Clearly the conversation cannot be about protecting tenants alone. Landlords (and their lenders) will identify certainty as a key factor in the success of their investments. Turnover rents are by their nature uncertain, but they can be drafted to contain safeguards for landlords such as:

  • a mutual break right so that landlords can exit the lease if the rents are too low and they can replace the current tenant with a better-performing one;

  • minimum guaranteed rental amounts (base rents) that are reviewed over time in line with the market or a recognised index such as the RPI. Traditionally this base rent represented around 80% of the open market rent;

  • a "look back" period in which a balancing rent is due if turnover rent paid through that period hasn't reached a certain level;

  • a prohibition on assignment or alienation, with an offer-back clause or break right for use if the tenant wanted to exit, or else provisions whereby the rents switch to "open market" after an assignment;

  • "keep open" requirements and performance criteria; and

  • specified fixed rents on any days in which the property is not open to trade and should have been.

Undoubtedly, turnover rents require a degree of collaboration between the landlord and tenant. They also require a willingness on the tenant's side to share more financial and trading information than they have traditionally done and can involve a certain amount of administrative effort in compiling and presenting trade figures regularly.  The treatment of online sales and deliveries need to be carefully considered, although the historic difficulties around properly attributing these sales to the turnover of a given site have largely been addressed through modern technology and accounting practices.
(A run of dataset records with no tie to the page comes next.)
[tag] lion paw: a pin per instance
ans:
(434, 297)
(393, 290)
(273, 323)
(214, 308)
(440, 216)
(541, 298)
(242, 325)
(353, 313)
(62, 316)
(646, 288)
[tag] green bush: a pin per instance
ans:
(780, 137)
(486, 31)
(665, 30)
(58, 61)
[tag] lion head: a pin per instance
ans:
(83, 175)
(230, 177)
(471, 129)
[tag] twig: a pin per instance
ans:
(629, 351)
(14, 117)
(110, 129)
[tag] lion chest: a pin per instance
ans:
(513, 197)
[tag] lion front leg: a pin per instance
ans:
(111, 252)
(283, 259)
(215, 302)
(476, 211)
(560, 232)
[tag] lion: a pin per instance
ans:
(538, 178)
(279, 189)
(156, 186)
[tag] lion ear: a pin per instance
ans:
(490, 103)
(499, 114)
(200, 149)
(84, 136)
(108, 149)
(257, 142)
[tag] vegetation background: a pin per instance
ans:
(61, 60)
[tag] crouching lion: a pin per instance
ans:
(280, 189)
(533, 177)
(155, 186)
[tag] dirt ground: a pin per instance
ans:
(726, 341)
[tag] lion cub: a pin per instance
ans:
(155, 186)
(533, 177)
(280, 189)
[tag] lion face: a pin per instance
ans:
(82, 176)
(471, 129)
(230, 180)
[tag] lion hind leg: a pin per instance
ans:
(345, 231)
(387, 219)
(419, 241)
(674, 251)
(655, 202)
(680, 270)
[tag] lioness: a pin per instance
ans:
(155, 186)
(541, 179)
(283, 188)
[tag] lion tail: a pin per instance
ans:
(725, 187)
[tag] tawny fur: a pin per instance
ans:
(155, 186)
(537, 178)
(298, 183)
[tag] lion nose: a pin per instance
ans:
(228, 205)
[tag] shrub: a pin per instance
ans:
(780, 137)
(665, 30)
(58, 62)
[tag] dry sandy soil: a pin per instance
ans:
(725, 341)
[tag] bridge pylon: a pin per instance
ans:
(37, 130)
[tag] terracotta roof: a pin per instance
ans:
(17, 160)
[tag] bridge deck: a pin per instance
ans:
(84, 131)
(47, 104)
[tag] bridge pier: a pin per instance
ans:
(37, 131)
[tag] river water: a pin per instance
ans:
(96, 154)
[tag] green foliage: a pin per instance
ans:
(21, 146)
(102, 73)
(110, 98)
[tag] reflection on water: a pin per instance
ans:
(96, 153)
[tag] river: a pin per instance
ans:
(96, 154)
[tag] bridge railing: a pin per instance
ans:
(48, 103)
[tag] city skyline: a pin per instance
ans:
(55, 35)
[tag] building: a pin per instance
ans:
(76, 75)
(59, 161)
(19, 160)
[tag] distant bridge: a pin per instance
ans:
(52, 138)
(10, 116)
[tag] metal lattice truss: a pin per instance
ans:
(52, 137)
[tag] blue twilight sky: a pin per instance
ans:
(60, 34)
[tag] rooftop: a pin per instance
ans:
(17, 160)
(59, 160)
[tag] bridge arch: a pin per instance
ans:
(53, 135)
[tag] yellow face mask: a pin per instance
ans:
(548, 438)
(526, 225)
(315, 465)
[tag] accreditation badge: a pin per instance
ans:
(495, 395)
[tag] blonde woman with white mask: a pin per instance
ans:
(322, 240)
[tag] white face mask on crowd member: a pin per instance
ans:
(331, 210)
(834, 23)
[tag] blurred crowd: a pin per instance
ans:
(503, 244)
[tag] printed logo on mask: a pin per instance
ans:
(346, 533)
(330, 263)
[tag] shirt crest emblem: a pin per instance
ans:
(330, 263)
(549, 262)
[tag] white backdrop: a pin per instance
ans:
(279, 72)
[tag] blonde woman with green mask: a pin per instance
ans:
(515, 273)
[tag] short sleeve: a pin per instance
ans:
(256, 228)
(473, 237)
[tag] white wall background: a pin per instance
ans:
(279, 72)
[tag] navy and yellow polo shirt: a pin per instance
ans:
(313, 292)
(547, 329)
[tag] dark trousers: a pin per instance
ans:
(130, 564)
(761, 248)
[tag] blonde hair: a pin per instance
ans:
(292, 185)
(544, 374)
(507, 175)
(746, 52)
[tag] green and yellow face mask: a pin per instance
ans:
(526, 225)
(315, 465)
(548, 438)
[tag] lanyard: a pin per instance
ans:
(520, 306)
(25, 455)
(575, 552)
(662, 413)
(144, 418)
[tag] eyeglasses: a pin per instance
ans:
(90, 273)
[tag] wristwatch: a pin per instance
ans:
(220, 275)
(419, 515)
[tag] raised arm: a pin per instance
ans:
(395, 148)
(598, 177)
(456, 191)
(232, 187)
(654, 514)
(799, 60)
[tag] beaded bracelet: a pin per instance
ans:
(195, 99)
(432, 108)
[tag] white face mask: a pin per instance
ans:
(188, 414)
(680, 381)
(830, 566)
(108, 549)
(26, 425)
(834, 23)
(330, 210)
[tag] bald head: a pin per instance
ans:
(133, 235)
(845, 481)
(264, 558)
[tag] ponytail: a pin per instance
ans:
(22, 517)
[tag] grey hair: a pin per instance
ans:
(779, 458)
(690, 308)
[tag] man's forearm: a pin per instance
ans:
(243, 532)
It is unlikely that landlords can offer the traditional start-of-term incentives as well as a turnover rent structure. For many tenants, a rental structure that enables them to operate while "bedding in" the store is equally desirable.  Over the course of the term, many tenants are happy to accept paying a higher rent overall when trading is good, in return for the downside protection. Moving away from headline rents and looking at overall return, in the way that other investments are reviewed, would be a fundamental change in valuing property but not necessarily for the worse (with the right protections).

Conclusion

With the latest wave of administrations and restructuring proposals since the March 2020 quarter, the sector is set to suffer a harder awakening in the lifting of lockdown than it experienced in lockdown itself.  The timing has never been more pressing to consider alternative ways to structure rent.  All parties are incentivised to challenge conventional views of lease rental payments.  This does not mean forgetting each other's redlines. Asset performance will surely be at its best where landlord and tenant interests are truly aligned. A rental structure properly assessed against performance, underwritten by performance criteria, and with a guaranteed minimum return could be a logical and equitable way to navigate the difficulties facing the sector in the immediate future, but also for the longer term.